If `alpha, beta` are the zeroes of `ax^(2)+bx+c`, then evaluate :
`lim_(x to beta)(1-cos(ax^(2)+bx+c))/(x-beta)^(2)`.

To evaluate the limit \[ \lim_{x \to \beta} \frac{1 - \cos(ax^2 + bx + c)}{(x - \beta)^2} \] where \(\alpha\) and \(\beta\) are the roots of the quadratic polynomial \(ax^2 + bx + c\), we can follow these steps: ### Step 1: Substitute the expression for \(ax^2 + bx + c\) Since \(\alpha\) and \(\beta\) are the roots of the polynomial, we can express \(ax^2 + bx + c\) in terms of its roots: \[ ax^2 + bx + c = a(x - \alpha)(x - \beta) \] ### Step 2: Rewrite the limit Now, we can rewrite the limit using this expression: \[ \lim_{x \to \beta} \frac{1 - \cos(a(x - \alpha)(x - \beta))}{(x - \beta)^2} \] ### Step 3: Use the trigonometric identity We know that \(1 - \cos(\theta) = 2\sin^2\left(\frac{\theta}{2}\right)\).
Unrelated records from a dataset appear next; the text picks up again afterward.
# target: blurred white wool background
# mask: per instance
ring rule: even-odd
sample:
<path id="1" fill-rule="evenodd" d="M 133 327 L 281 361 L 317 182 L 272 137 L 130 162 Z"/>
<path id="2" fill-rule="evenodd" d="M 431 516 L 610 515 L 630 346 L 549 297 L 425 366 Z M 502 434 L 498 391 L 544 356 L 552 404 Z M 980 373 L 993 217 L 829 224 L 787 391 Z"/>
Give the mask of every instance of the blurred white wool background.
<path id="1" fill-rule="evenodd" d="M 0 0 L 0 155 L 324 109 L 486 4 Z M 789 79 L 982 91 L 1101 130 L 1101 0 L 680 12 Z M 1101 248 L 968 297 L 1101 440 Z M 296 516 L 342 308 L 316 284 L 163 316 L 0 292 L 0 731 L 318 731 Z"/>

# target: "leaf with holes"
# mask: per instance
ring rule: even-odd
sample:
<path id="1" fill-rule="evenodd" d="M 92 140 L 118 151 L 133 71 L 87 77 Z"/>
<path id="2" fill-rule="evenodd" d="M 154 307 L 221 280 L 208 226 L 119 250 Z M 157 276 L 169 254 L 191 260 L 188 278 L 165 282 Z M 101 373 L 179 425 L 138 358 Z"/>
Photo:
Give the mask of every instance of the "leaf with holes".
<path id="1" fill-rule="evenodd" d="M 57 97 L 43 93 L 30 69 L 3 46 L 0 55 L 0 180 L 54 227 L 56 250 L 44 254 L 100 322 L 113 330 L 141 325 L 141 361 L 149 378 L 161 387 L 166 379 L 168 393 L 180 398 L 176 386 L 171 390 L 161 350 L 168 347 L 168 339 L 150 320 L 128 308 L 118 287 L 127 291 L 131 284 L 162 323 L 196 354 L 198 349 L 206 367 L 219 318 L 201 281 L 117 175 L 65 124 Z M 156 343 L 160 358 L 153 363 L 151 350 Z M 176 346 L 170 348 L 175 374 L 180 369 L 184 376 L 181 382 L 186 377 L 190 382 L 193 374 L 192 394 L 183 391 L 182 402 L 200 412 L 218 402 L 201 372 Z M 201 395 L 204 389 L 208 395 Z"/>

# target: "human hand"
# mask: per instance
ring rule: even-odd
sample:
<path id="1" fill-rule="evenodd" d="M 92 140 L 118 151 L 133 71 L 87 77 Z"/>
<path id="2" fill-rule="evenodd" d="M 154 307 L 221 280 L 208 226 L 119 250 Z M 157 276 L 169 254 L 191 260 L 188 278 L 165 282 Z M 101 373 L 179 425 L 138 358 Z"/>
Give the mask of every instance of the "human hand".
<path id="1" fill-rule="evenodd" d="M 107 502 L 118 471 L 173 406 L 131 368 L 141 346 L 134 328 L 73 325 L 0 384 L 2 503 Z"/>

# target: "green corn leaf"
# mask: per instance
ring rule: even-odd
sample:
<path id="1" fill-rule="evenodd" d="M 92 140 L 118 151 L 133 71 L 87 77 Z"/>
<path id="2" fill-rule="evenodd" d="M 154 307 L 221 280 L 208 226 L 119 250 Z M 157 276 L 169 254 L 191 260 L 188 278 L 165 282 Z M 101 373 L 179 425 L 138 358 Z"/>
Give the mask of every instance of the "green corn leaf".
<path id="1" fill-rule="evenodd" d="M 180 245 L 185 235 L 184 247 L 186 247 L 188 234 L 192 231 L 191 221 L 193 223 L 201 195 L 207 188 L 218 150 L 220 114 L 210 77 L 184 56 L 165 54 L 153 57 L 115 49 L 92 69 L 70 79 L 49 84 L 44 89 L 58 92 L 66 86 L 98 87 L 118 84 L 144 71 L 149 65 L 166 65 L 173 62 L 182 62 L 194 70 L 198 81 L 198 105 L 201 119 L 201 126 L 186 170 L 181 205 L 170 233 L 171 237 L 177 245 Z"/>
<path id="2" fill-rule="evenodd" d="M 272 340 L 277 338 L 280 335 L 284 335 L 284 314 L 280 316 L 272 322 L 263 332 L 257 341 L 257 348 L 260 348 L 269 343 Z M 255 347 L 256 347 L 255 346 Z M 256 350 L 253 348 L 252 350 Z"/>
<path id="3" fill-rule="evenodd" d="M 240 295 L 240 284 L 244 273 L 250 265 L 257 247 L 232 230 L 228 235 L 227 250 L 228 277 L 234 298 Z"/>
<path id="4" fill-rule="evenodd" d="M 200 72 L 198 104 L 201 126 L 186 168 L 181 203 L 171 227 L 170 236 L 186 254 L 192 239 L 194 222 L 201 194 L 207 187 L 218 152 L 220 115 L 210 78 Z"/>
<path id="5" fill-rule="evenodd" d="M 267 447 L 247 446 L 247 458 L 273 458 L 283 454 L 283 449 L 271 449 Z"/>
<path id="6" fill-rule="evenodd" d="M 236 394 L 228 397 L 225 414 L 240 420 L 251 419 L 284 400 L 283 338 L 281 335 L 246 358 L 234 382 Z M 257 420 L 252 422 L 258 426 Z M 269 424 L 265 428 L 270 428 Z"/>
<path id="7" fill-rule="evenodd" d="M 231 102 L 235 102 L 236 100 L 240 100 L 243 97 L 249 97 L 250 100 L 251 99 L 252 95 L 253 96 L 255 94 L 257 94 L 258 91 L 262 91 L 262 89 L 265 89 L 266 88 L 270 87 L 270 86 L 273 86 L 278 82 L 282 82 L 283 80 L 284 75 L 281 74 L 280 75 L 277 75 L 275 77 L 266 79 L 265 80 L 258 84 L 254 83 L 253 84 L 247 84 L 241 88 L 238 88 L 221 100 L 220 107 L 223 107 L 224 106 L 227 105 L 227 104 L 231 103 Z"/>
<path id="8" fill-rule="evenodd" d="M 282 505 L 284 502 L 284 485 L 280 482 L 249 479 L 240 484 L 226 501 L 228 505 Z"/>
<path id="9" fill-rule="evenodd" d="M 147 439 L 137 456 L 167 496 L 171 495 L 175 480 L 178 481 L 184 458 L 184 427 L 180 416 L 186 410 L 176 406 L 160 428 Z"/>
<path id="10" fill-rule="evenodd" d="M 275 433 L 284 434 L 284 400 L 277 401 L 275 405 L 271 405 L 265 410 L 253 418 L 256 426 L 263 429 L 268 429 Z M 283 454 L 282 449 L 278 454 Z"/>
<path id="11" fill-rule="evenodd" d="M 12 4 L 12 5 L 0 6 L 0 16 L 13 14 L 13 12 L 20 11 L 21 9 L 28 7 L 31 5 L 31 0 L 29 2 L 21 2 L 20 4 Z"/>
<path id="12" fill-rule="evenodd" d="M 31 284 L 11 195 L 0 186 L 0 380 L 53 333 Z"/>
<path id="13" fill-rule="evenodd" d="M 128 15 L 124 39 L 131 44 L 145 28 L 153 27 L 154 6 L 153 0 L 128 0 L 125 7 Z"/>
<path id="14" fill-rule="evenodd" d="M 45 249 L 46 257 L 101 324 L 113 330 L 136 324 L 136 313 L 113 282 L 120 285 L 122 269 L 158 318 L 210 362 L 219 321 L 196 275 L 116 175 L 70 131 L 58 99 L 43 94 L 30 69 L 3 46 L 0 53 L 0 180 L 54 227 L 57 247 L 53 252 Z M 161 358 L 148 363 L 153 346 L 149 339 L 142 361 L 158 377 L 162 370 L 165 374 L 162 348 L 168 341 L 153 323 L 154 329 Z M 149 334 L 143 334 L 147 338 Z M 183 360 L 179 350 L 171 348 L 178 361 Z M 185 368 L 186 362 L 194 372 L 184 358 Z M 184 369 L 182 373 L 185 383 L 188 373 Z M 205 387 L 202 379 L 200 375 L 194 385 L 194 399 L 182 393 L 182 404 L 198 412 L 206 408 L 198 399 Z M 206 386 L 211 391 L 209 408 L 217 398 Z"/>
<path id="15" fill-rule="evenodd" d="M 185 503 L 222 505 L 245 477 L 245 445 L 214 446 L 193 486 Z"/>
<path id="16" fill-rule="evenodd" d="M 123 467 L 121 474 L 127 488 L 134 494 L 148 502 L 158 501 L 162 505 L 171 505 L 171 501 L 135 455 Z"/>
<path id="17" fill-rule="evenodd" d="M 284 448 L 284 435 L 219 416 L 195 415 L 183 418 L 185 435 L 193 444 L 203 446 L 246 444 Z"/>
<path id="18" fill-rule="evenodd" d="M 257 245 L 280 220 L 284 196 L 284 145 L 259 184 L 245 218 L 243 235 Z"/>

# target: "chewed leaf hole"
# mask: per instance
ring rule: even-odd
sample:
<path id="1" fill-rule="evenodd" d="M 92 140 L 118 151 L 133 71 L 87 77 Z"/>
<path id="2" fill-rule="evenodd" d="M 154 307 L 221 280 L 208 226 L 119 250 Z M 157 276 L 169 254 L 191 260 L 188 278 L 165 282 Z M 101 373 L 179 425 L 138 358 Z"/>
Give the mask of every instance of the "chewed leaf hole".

Thus, we can rewrite the limit as: \[ \lim_{x \to \beta} \frac{2\sin^2\left(\frac{a(x - \alpha)(x - \beta)}{2}\right)}{(x - \beta)^2} \] ### Step 4: Change of variable Let \(h = x - \beta\). As \(x \to \beta\), \(h \to 0\). Therefore, we can rewrite the limit in terms of \(h\): \[ \lim_{h \to 0} \frac{2\sin^2\left(\frac{a((h + \beta) - \alpha)h}{2}\right)}{h^2} \] ### Step 5: Simplify the expression inside the sine function Now, we can simplify the expression inside the sine function: \[ = \lim_{h \to 0} \frac{2\sin^2\left(\frac{a(h + \beta - \alpha)h}{2}\right)}{h^2} \] ### Step 6: Use the small angle approximation As \(h \to 0\), we can use the approximation \(\sin(x) \approx x\) for small \(x\): \[ \sin\left(\frac{a(h + \beta - \alpha)h}{2}\right) \approx \frac{a(h + \beta - \alpha)h}{2} \] ### Step 7: Substitute back into the limit Substituting this approximation back into the limit gives: \[ \lim_{h \to 0} \frac{2\left(\frac{a(h + \beta - \alpha)h}{2}\right)^2}{h^2} \] ### Step 8: Simplify the limit This simplifies to: \[ \lim_{h \to 0} \frac{a^2(h + \beta - \alpha)^2h^2}{2h^2} = \lim_{h \to 0} \frac{a^2(h + \beta - \alpha)^2}{2} \] ### Step 9: Evaluate the limit As \(h \to 0\), \(h + \beta - \alpha \to \beta - \alpha\): \[ = \frac{a^2(\beta - \alpha)^2}{2} \] Thus, the final answer is: \[ \lim_{x \to \beta} \frac{1 - \cos(ax^2 + bx + c)}{(x - \beta)^2} = \frac{a^2(\beta - \alpha)^2}{2} \]